Originating in San Francisco earlier this year, Dishcrawl is organized from the ground up. It’s spouted up in four different cities around the Bay area, and then moved to New York, Atlanta, Seattle, Ottawa and Montreal and now in Toronto.

Gretchen Wilson, Toronto Ambassador for Dishcrawl, tells NOW about her plans for the city, the first event on October 5th, and building a food-oriented community in town.

What inspired you to bring Dishcrawl to Toronto?

I think it needs it. The fact that it was doing so well in Ottawa, and Montreal as well. I was just like, this should be in Toronto! Toronto’s a great city and we have so much to offer food-wise. There’s so many different cultures and different districts throughout. So we thought we’d bring it here, and we’re already sold out. We sold out in three days!

How does that compare to other cities?

The last one in Ottawa sold-out in half an hour, and the other ones, usually about two-three weeks. So, fairly fast.

What city has Dishcrawl been most popular?

Oddly enough, Ottawa! I don’t know why to be honest. It just struck a chord there. It’s been extremely successful there to the point where they’re sold-out every month.

How did you get involved with Dishcrawl?

Founder Tracy Lee is very serendipitous. I just emailed her and said you know what? That’s a great idea. I’m an event planner here in Toronto and I’d love to bring it here.

What can participants expect from an evening?

Well we do different ones, but the average one is usually about 50 people.

We split the group into two and we go to four different restaurants. So its sort of staggered.
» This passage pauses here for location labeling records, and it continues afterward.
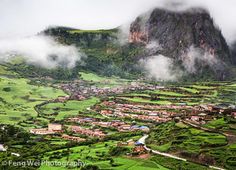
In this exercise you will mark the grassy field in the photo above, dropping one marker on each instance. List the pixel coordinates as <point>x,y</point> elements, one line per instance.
<point>175,137</point>
<point>98,154</point>
<point>18,99</point>
<point>102,81</point>
<point>70,108</point>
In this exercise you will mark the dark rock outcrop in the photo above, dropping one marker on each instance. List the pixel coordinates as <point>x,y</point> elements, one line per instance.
<point>176,32</point>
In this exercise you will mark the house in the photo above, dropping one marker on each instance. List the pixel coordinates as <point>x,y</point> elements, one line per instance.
<point>52,129</point>
<point>195,118</point>
<point>73,138</point>
<point>233,114</point>
<point>139,149</point>
<point>88,132</point>
<point>2,148</point>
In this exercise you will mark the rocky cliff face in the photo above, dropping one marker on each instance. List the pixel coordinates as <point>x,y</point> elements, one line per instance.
<point>177,32</point>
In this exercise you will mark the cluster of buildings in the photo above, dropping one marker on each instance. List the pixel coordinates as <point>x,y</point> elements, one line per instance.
<point>117,124</point>
<point>80,90</point>
<point>88,132</point>
<point>73,138</point>
<point>52,128</point>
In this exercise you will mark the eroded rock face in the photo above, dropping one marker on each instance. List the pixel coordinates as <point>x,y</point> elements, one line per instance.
<point>177,32</point>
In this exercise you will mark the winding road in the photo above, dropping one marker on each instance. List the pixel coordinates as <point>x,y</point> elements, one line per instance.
<point>143,139</point>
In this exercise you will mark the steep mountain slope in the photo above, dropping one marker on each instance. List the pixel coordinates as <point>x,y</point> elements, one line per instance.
<point>188,38</point>
<point>184,36</point>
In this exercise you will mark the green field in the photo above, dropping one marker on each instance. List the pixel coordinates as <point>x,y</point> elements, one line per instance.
<point>98,154</point>
<point>18,99</point>
<point>70,108</point>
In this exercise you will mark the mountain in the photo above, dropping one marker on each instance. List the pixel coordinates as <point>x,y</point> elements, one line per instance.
<point>174,35</point>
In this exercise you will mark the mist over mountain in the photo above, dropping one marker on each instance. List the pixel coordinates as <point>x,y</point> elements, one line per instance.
<point>189,40</point>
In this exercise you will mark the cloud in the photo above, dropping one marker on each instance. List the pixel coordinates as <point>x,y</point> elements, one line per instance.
<point>159,67</point>
<point>27,17</point>
<point>40,50</point>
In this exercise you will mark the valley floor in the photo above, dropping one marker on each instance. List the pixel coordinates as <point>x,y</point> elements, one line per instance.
<point>100,122</point>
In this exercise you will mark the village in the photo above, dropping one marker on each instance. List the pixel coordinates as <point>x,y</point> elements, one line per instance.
<point>120,116</point>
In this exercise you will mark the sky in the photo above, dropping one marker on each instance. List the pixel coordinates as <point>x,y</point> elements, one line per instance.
<point>27,17</point>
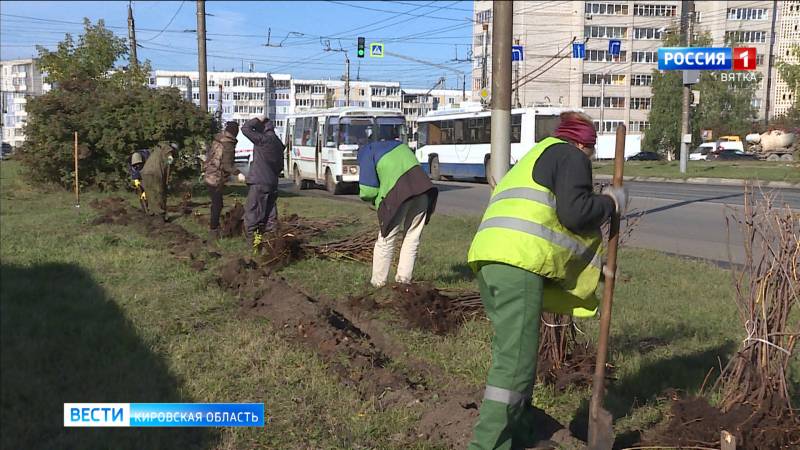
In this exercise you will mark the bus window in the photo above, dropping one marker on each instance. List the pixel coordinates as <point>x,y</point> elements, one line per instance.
<point>354,131</point>
<point>331,129</point>
<point>545,126</point>
<point>391,128</point>
<point>299,124</point>
<point>516,128</point>
<point>422,134</point>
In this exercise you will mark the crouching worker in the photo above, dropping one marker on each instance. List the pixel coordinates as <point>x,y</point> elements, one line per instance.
<point>391,179</point>
<point>135,168</point>
<point>537,248</point>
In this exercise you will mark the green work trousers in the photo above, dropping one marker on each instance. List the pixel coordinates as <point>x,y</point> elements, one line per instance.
<point>512,298</point>
<point>156,190</point>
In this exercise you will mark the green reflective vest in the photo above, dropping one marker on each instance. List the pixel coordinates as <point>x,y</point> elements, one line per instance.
<point>520,228</point>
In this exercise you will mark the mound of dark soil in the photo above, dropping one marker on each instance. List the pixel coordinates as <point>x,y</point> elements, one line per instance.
<point>694,422</point>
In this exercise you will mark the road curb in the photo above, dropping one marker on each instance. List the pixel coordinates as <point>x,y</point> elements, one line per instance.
<point>706,181</point>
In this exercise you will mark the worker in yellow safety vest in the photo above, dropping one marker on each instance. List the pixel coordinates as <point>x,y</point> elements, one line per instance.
<point>537,248</point>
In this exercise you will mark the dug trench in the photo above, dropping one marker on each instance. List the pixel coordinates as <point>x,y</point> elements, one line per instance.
<point>353,344</point>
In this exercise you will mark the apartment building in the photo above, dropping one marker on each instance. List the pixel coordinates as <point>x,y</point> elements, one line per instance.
<point>788,35</point>
<point>21,79</point>
<point>239,96</point>
<point>611,89</point>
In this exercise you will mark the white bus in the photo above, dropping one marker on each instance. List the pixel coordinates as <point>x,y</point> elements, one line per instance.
<point>456,142</point>
<point>322,145</point>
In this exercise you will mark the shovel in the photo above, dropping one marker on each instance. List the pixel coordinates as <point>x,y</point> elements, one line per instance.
<point>601,432</point>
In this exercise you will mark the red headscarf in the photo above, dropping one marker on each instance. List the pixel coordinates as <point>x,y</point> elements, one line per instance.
<point>575,130</point>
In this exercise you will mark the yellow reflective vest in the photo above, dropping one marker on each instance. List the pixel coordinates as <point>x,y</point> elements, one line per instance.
<point>520,228</point>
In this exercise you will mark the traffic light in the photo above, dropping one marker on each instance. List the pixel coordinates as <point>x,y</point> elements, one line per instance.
<point>361,47</point>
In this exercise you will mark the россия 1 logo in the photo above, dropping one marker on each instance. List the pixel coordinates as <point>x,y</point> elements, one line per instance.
<point>706,58</point>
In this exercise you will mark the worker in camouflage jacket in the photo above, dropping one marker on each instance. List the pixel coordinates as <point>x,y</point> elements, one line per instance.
<point>218,167</point>
<point>154,177</point>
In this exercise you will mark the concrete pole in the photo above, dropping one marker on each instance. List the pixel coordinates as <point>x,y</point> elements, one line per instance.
<point>132,37</point>
<point>687,25</point>
<point>201,54</point>
<point>502,16</point>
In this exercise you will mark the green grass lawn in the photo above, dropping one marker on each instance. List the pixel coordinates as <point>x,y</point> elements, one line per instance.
<point>105,314</point>
<point>749,170</point>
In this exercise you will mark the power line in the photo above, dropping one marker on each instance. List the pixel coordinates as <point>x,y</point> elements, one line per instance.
<point>168,23</point>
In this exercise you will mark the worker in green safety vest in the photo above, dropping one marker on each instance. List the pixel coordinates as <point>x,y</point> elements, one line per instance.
<point>538,248</point>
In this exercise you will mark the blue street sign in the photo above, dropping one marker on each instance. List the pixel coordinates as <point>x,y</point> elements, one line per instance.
<point>614,47</point>
<point>376,50</point>
<point>516,53</point>
<point>579,50</point>
<point>695,58</point>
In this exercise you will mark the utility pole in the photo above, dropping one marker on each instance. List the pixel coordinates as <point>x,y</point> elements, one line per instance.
<point>502,16</point>
<point>516,80</point>
<point>132,36</point>
<point>485,52</point>
<point>219,104</point>
<point>347,79</point>
<point>201,54</point>
<point>771,59</point>
<point>687,24</point>
<point>603,103</point>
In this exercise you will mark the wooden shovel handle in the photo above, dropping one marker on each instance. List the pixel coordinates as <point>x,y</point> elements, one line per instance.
<point>609,271</point>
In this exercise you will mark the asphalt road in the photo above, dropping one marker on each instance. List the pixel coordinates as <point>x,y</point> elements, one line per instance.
<point>677,218</point>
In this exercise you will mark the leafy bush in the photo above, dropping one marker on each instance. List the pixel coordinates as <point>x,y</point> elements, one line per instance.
<point>113,112</point>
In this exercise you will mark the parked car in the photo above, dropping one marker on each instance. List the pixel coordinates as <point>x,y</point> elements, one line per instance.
<point>645,156</point>
<point>732,155</point>
<point>708,150</point>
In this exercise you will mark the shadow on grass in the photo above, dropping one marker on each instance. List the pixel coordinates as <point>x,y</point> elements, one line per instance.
<point>64,340</point>
<point>680,373</point>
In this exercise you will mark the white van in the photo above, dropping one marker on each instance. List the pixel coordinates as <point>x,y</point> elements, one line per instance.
<point>701,152</point>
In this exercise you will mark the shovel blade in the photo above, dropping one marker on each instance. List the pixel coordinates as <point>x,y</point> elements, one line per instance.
<point>601,430</point>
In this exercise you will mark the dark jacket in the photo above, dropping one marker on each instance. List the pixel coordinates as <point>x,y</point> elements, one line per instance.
<point>219,161</point>
<point>389,175</point>
<point>135,173</point>
<point>267,152</point>
<point>567,171</point>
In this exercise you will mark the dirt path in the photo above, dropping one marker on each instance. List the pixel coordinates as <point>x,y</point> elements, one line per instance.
<point>353,344</point>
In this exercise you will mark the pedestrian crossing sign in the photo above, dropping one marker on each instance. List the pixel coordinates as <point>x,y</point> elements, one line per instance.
<point>376,50</point>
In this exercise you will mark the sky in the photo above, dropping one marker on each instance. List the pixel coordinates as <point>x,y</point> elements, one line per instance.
<point>299,33</point>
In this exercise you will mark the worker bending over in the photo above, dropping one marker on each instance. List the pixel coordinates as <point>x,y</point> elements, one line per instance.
<point>537,248</point>
<point>391,178</point>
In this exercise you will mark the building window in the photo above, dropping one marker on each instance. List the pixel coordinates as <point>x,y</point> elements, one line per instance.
<point>604,56</point>
<point>647,10</point>
<point>645,57</point>
<point>638,126</point>
<point>745,37</point>
<point>640,102</point>
<point>606,9</point>
<point>608,126</point>
<point>747,14</point>
<point>605,32</point>
<point>597,78</point>
<point>642,79</point>
<point>647,33</point>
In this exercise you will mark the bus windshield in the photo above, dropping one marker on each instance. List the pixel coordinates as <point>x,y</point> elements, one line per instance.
<point>356,131</point>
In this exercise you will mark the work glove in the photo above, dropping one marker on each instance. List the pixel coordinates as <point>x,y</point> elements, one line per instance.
<point>620,197</point>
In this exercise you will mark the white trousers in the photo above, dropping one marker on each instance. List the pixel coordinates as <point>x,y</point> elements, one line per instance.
<point>408,223</point>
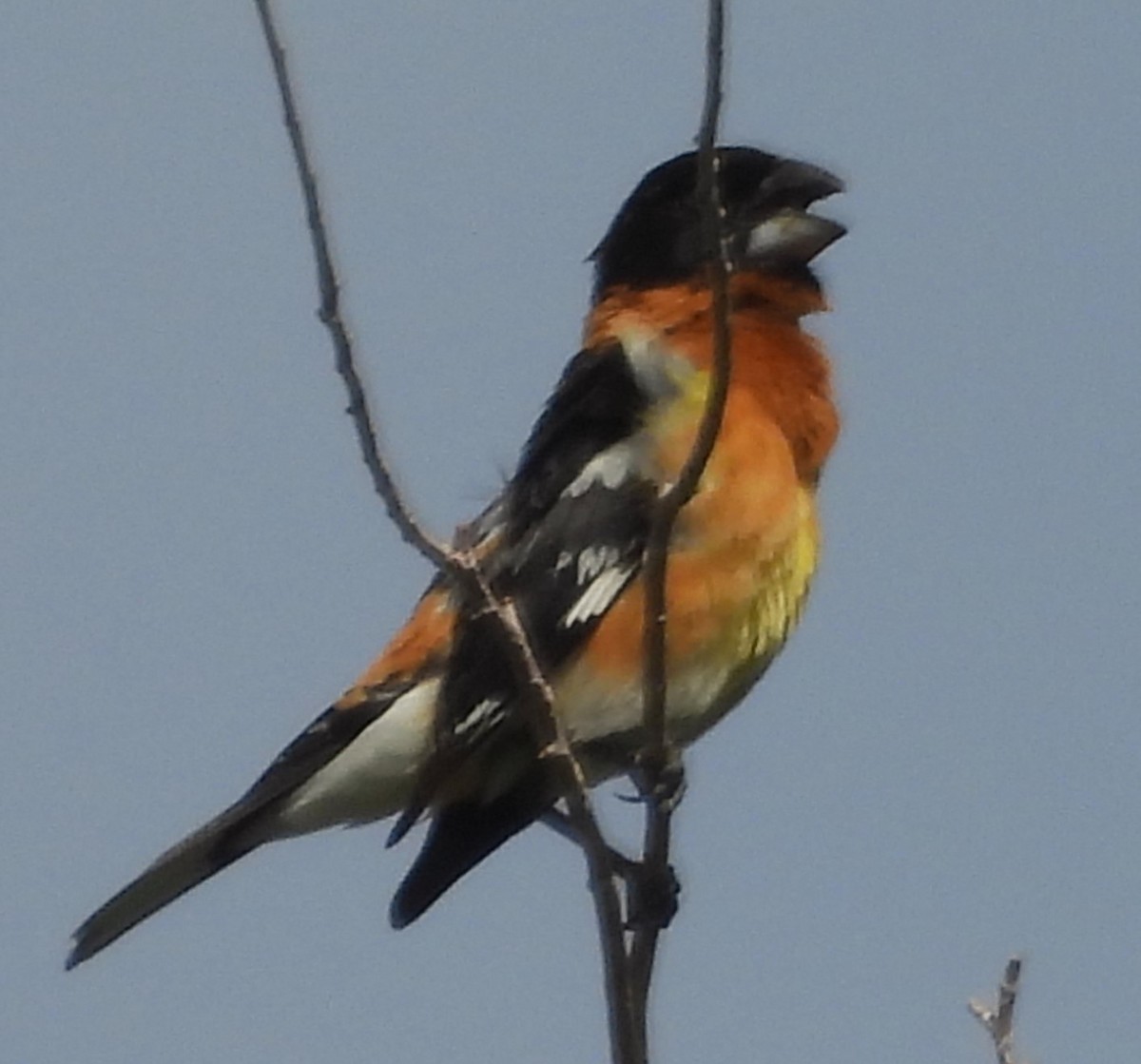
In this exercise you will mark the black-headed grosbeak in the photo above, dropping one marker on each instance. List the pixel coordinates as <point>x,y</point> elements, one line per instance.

Where we’re going to go is a secret. I’ll usually send an email two days before to the group who has purchased the tickets and let them know the address of the first restaurant and we all meet there and talk about what the night is going to be like, without giving away any details about what restaurants we’re going to go to.

Then we start at the restaurant and they get to meet the chef and the chef presents a dish. We get a small three-ounce portion at each restaurant and then we all walk to the next restaurant.

We want to get that local feel, where we get to meet everyone and actually get to meet the owners of the restaurants.

Why are the locations secret?

It’s just a little bit more fun.

There’s a social media/online community aspect to your website. Where do you hope to go with that?

That’s sort of where we’re headed, we really want to make it community-based. So we try to make it a little bit more focused on some of the different areas. So Toronto won’t be just Toronto, it’ll be community-based. So we can develop a community around those restaurants in the specific areas.

How receptive are restaurant owners to the idea?

Getting the city warmed-up to it is not a huge challenge at first, but they’re a bit skeptical. But once we get it going a little bit, restaurants are calling us from other cities. It’s already creating a bit of a buzz, so it’s free advertising for them too.

How does dishcrawl generate its money?

Just from the participants. So we don’t actually get a huge portion. We do pay the restaurants, they do get a portion. That’s actually kind of the fun part. We’ve had restaurants come back to us and ask if they need to give us free food for this, but we say, no, we actually pay you! So we do make some proceeds, but we try to make sure that we take care of the restaurants as well.

What are some of your plans for future events?

They’re still in the works, but I think for Toronto we’re going to stick to districts just for the first bit and then I’m going to be looking for feedback from customers about what they want. We’d love to do an all-meat one!